Sure, a compacted topic seems like a reasonable approach if you want eventually consistent, unique data.当然，如果您想要最终一致的、唯一的数据，那么紧凑的主题似乎是一种合理的方法。 You'll need a GlobalKTable like the linked post says to query against that data, though.不过，您需要一个 GlobalKTable，就像链接的帖子所说的那样，以查询该数据。

"Topics" themselves do not subscribe. “主题”本身不订阅。 You'd need a consumer that reads all "changeevents", then filters/branches into the downstream "client topics".您需要一个消费者读取所有“changevents”，然后过滤/分支到下游“客户端主题”。 This will likely be the largest bottleneck, and main way to scale it would be lots of partitions and record keys that map somehow to geographic regions, or some other unique identification.这可能是最大的瓶颈，扩展它的主要方式是大量分区和记录密钥，这些密钥 map 以某种方式指向地理区域，或其他一些唯一标识。

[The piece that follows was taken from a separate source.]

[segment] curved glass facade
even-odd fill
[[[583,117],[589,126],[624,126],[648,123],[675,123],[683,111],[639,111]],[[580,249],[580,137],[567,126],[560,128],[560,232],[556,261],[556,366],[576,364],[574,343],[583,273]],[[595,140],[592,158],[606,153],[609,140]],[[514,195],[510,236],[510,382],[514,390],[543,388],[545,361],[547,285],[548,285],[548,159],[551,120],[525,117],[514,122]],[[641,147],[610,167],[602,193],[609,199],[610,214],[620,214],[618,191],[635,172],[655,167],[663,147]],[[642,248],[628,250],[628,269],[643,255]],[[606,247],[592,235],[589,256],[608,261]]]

It's unclear what your output data looks like;不清楚您的 output 数据是什么样的； if you're publishing notifications or displaying some kind of map, you'll need another system listening to only "local" geo-fenced events.如果您要发布通知或显示某种类型的 map，您将需要另一个系统来仅侦听“本地”地理围栏事件。 If you need to read those events multiple times, you'd probably need more than Kafka, such as Elasticsearch geospatial queries, if not another system that supports geopoint data (I recall there being a GIS plugin for Postgres).如果您需要多次读取这些事件，您可能需要的不仅仅是 Kafka，例如 Elasticsearch 地理空间查询，如果不是另一个支持地理点数据的系统（我记得有一个用于 Postgres 的 GIS 插件）。 Eg Use Kafka Connect to write into that system, and anything that needs those events, just queries the database.例如，使用 Kafka Connect 写入该系统，任何需要这些事件的东西，只需查询数据库即可。